Court OKs legal notices sent via e-mail

A federal appeals court gives the green light to legal documents served through e-mail, at least in cases of parties without a physical address.

Acknowledging its findings "tread on untrodden ground," a federal appeals court gave the green light to sending legal documents via e-mail, at least in cases of parties without a physical address.

A panel of the 9th U.S. Circuit Court of Appeals ruled that attorneys representing a Las Vegas hotel were allowed to e-mail documents to an offshore casino because they could not otherwise serve the company.

Rio Properties is suing Rio International Interlink, claiming trademark infringement. In an early phase of the case, a judge ruled in Rio Properties' favor, saying Rio International had not complied with requests for information. The Costa Rican casino appealed the ruling, saying it had been served via e-mail, which was not a legal way to send such documents.

This week, an appeals panel affirmed a lower court's decision to allow the Las Vegas casino to serve the offshore casino electronically after attempts to reach it via traditional methods failed.

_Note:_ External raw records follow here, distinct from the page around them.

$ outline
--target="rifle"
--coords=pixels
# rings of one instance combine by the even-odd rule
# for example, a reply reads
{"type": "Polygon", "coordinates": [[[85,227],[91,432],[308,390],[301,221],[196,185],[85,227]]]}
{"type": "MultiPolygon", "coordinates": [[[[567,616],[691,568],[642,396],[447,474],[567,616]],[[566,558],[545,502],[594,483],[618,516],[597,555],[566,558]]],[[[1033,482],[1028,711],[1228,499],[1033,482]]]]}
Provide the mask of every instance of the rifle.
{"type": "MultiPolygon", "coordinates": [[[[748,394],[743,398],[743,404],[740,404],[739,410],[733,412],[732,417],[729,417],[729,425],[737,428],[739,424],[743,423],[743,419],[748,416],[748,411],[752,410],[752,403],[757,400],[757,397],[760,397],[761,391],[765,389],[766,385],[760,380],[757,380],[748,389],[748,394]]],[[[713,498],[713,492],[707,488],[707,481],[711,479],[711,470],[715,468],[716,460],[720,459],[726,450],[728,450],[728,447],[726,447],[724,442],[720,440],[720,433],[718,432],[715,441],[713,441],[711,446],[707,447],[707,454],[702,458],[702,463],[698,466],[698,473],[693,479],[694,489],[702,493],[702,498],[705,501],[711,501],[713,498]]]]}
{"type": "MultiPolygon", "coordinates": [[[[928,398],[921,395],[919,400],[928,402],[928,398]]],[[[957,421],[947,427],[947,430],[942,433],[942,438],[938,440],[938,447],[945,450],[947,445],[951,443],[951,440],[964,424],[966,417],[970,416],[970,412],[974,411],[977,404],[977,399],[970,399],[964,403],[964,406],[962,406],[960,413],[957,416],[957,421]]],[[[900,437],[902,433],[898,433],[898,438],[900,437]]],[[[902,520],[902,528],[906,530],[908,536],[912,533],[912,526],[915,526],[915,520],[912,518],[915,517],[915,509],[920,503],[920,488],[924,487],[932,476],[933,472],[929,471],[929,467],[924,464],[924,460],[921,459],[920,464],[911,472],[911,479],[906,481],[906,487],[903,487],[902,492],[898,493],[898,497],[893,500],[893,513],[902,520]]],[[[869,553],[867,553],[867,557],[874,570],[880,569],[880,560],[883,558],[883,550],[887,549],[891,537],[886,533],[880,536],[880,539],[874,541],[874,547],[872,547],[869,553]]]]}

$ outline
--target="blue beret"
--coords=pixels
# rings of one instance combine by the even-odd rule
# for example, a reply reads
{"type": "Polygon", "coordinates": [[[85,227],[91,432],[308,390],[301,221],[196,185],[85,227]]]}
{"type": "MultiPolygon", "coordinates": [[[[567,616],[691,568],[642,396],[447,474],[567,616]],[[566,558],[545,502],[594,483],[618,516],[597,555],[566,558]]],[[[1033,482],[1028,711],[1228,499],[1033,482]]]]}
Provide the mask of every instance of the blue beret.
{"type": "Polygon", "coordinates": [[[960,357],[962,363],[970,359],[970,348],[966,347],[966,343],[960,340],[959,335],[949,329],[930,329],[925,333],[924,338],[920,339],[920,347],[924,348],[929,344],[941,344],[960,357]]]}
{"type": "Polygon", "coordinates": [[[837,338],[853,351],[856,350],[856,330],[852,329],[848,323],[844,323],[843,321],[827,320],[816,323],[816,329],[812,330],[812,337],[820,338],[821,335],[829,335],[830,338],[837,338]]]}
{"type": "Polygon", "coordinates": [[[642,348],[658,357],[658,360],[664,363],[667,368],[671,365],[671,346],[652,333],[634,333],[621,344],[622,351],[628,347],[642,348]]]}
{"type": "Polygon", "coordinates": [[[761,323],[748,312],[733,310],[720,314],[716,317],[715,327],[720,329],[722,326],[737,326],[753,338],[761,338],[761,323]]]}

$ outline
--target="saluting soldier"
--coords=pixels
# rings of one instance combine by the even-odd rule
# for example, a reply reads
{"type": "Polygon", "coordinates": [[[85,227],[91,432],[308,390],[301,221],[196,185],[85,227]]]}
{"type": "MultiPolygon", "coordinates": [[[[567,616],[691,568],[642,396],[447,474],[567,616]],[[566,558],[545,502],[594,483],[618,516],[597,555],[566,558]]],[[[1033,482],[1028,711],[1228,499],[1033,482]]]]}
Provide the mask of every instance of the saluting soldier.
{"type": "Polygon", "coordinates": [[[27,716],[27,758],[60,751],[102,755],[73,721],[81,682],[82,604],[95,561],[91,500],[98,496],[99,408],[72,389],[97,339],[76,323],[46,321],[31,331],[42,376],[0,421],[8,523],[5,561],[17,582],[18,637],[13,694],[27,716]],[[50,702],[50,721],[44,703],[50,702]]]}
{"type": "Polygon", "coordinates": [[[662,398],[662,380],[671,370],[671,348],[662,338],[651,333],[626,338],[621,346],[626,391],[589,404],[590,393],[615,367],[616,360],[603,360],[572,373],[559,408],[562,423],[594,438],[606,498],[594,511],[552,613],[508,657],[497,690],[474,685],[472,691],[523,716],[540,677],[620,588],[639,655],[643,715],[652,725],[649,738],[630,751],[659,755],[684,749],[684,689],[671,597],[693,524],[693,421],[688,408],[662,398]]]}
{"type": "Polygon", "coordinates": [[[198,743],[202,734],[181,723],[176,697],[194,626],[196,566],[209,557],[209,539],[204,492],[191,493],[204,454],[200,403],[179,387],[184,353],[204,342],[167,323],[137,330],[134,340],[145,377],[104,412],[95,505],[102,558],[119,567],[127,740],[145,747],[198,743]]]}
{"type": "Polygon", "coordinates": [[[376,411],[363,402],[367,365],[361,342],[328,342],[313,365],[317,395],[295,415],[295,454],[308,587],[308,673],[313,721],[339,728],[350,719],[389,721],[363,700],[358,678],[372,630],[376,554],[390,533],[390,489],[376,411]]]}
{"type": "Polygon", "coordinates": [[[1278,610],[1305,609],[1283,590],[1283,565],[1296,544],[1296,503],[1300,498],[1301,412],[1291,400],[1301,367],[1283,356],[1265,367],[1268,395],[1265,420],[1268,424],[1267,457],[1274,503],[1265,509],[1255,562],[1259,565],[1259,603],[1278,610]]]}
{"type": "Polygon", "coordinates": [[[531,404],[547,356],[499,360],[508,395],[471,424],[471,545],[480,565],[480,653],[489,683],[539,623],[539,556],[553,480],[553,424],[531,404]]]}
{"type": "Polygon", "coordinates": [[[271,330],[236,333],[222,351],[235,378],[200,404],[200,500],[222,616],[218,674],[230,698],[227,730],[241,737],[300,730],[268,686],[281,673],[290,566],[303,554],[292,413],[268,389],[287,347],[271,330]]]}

"When faced with an international e-business scofflaw playing hide-and-seek with the federal court, e-mail may be the only means of effecting service of process," the court said. The judges also pointed out that the offshore casino had gone so far as to set up a business that only accepts e-mail correspondence.

They also cited another ruling, which allowed a party to be served by telex by saying that courts "cannot be blind to the changes and advances in technology." However, the 9th Circuit judges acknowledged the limitations of e-mail service, including problems verifying parties had actually received the documents.